The man walks up to him and says, “I didn’t know you were into earrings.”
“Don’t make such a big deal, it’s only an earring, “he replies sheepishly.
His friend falls silent for a few minutes, but then his curiosity prods him to say, “So, how long have you been wearing one?”
“Ever since my wife found it in my car.”
Kissing a woman at her FOREHEAD is Respect
At her LIPS is Love
CHEEK is Heroism
NECK is Lust
BUT KISSING HER IN FRONT OF HER HUSBAND IS BRAVERY.
A man was driving home one evening and realized that it was his daughter’s birthday and he hadn’t bought her a present.
He drove to the mall and ran to the toy store and he asked the store manager, “How much is that new Barbie in the window?”
The Manager replied, “Which one? We have
‘Barbie goes to the gym’ for $19.95,
‘Barbie goes to the Ball’ for $19.95,
‘Barbie goes shopping’ for $19.95,
‘Barbie goes to the beach’ for $19.95,
‘Barbie goes to the Nightclub’ for $19.95 and
‘Divorced Barbie’ for $375.00”
“Why is the Divorced Barbie $375.00 when all the others are $19.95?, the father asked.
The store manager replied: “Divorced Barbie comes with Ken’s car, Ken’s house, Ken’s boat, Ken’s dog, Ken’s cat, Ken’s furniture and all of Ken’s savings.”
Mmm…Barbie Isn’t That Stupid After All….
After an international beer conference in London, all the world’s top brewery bosses decide to go out for a beer together.
The Chairman of Budweiser says, “I’d like the most refreshing beer in the world, ‘The King Of Beers’: give me a Budweiser.”
The bartender takes a bottle from the shelf and opens it for him .
The Chairman of Guiness says, “I’d like the only beer in the world worth really, truly waiting for: give me a Guinness.”
The bartender serves him.
The Chairman of Carlsberg says, ” I would like the world’s best beer, drunk in more countries than any other: give me a Carlsberg.”
He gets it.
Vijay Mallaya sits down, looks around and says, “Just give me a Coke.”
The bartender looks at him, shrugs, and serves him.
The other brewery bosses laugh loudly and say, “Hey Vijay, how come you aren’t drinking a Kingfisher?”

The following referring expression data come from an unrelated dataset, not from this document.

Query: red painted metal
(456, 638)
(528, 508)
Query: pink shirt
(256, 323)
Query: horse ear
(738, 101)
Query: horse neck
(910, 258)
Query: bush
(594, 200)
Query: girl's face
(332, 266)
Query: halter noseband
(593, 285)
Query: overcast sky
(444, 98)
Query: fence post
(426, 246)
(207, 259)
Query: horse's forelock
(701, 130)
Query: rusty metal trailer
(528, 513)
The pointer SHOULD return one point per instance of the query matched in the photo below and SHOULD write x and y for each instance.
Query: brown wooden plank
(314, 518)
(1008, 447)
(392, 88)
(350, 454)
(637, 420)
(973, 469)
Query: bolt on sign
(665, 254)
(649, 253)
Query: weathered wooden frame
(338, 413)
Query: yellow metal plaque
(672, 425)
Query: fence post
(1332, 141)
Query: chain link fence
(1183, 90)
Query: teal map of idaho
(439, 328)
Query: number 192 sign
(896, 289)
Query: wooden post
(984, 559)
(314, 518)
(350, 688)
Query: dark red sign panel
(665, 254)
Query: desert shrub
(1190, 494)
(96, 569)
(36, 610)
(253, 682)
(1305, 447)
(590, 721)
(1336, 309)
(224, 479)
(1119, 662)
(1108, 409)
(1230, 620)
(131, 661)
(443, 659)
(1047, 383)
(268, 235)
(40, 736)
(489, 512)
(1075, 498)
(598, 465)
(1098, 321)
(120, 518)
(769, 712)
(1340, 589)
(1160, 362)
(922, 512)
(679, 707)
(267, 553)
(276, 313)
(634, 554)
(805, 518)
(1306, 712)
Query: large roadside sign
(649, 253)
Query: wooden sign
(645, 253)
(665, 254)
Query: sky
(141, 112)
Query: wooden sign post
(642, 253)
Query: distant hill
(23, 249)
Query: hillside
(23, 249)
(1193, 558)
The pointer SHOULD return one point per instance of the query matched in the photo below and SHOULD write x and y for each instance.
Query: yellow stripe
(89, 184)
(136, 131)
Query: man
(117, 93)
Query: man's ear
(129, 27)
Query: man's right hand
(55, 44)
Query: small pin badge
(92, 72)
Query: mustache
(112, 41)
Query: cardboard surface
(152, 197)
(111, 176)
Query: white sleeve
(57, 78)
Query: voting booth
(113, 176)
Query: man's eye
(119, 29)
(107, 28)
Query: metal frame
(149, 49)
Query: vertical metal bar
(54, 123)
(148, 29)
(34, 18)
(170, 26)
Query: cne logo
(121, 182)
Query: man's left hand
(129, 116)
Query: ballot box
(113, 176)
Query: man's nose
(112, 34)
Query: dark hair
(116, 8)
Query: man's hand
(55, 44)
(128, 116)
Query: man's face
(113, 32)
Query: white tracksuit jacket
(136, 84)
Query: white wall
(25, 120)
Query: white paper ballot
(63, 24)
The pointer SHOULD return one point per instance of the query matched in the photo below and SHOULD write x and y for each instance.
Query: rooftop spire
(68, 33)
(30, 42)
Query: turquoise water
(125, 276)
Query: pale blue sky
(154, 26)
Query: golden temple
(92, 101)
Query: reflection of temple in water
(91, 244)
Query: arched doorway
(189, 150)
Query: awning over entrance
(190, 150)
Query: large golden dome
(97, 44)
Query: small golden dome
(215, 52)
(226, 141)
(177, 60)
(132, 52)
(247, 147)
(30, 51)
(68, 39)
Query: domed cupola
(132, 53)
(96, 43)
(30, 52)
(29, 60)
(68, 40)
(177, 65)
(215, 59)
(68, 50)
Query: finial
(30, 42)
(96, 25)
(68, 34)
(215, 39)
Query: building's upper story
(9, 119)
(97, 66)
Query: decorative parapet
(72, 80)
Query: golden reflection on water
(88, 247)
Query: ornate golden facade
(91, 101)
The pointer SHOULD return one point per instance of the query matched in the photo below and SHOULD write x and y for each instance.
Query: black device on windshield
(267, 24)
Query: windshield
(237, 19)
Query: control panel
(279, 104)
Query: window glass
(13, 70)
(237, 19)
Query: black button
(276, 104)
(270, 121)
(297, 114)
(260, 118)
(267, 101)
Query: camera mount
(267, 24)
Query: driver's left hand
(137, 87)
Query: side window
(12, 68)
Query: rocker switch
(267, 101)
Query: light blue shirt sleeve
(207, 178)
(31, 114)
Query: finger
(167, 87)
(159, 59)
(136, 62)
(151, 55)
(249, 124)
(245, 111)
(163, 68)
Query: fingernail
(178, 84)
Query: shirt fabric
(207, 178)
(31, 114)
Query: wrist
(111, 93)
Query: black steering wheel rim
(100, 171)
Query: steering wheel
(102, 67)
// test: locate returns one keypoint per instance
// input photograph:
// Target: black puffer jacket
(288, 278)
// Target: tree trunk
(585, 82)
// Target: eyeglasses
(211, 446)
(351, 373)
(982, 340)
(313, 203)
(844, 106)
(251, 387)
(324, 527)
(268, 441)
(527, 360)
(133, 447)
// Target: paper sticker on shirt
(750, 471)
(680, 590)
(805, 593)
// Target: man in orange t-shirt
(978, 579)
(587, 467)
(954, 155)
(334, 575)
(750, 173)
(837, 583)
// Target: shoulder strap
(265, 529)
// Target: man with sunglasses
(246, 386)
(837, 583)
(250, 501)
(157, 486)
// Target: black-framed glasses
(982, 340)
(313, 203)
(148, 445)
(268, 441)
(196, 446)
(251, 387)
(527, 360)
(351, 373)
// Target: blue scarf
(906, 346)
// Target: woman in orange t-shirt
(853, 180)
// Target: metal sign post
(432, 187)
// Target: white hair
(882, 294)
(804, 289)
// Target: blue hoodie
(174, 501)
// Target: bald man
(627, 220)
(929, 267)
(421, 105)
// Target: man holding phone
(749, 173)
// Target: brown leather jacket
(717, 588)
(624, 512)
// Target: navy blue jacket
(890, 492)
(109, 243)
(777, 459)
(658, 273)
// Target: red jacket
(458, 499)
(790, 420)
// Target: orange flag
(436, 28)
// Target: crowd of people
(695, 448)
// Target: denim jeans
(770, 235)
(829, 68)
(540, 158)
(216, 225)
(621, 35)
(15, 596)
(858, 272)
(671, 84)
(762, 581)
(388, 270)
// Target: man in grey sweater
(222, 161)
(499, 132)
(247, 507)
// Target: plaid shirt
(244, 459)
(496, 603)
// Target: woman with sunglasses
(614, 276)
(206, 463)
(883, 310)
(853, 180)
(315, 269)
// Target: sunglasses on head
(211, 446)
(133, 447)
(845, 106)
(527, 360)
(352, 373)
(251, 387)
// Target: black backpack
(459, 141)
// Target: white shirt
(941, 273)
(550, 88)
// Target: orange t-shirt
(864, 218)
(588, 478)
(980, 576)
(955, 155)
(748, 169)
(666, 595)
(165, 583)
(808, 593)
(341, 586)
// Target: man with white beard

“Listen,” says Vijay Mallya, “If you guys aren’t drinking beer, neither will I”
A Navy man and an Army man are driving opposite directions on a curvy mountain road.
The army man hits a patch of sand, swerves, and nails the Navy man’s truck. They both exit their cars with no injuries, but their vehicles are ruined.
Now, the rivalry between Army and Navy is well known, so needless to say a heated argument followed.
Then suddenly the Navy man changed heart and said, “Hold on, this is dumb. It was an accident. Let’s put this rivalry behind us.”
The Army man agreed this was a good idea.
So the Navy man offered, “Why don’t we celebrate our new friendship over a fifth of vodka? I have a bottle in the truck.”
The Army man thought this was an excellent idea.
So the Navy man, being a gentleman, offered the Army man the first drink, and told the Army man to drink as much as he wanted.
Soon half the bottle was gone and he offered the bottle back to the Navy man who said, “Thanks, but I’ll wait till after the cops get here!”